O sincretismo religioso da Orixá se dá com a avó de Jesus, Santa Ana. Ambas são homenageadas no dia 26 de julho e se relacionam principalmente pelo conhecimento que têm e pelo fato de carregarem em si o arquétipo da avó.





De acordo com a tradição católica, Santa Ana é a padroeira das mulheres que têm dificuldade em engravidar e também das avós. Durante sua juventude, ela teve problemas para conseguir engravidar e, por isso, foi vista pela sociedade como uma mulher castigada por Deus. Porém, isso nunca foi motivo para abandonar a fé.
Ana e seu marido, Joaquim, confiavam no poder divino e durante muitos anos pediram a Deus a graça de ter filhos. Ela nunca se revoltou contra Deus e entendeu a dificuldade como parte do “mistério de Deus”, reconhecendo a vontade dele como algo que sempre será maior. Nessa luta de compreender a vontade de Deus, Ana se tornou pura de coração – representada pela túnica branca que veste.

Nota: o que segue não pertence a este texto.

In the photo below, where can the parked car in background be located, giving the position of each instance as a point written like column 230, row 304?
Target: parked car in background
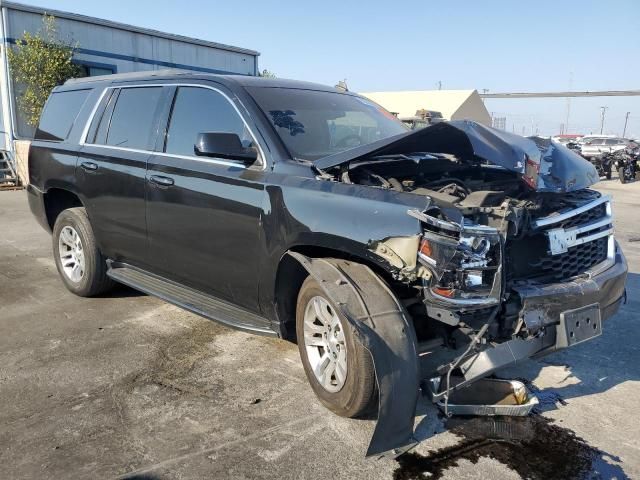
column 423, row 118
column 304, row 212
column 595, row 147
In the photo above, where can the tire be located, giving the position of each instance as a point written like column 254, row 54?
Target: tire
column 85, row 270
column 621, row 175
column 357, row 395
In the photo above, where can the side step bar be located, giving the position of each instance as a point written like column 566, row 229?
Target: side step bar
column 197, row 302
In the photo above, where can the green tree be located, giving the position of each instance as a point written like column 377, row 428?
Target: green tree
column 38, row 63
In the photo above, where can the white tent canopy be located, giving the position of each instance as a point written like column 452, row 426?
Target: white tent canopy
column 453, row 104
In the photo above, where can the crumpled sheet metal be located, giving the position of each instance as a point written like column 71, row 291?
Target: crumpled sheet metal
column 379, row 322
column 555, row 167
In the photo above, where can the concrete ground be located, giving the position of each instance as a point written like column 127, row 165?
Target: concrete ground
column 128, row 386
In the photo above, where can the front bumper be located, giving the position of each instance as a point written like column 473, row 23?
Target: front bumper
column 548, row 304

Mesmo após ter passado o tempo de engravidar, Joaquim não desistiu e se retirou para o deserto para rezar e fazer penitência. Durante essa fase, um anjo apareceu dizendo que Deus havia ouvido seus pedidos. Depois de um tempo que voltou para casa, Santa Ana ficou grávida. Todo sofrimento e penitência que o casal passou foram transformados em privilégio por serem pais daquela que viria a ser mãe de Jesus.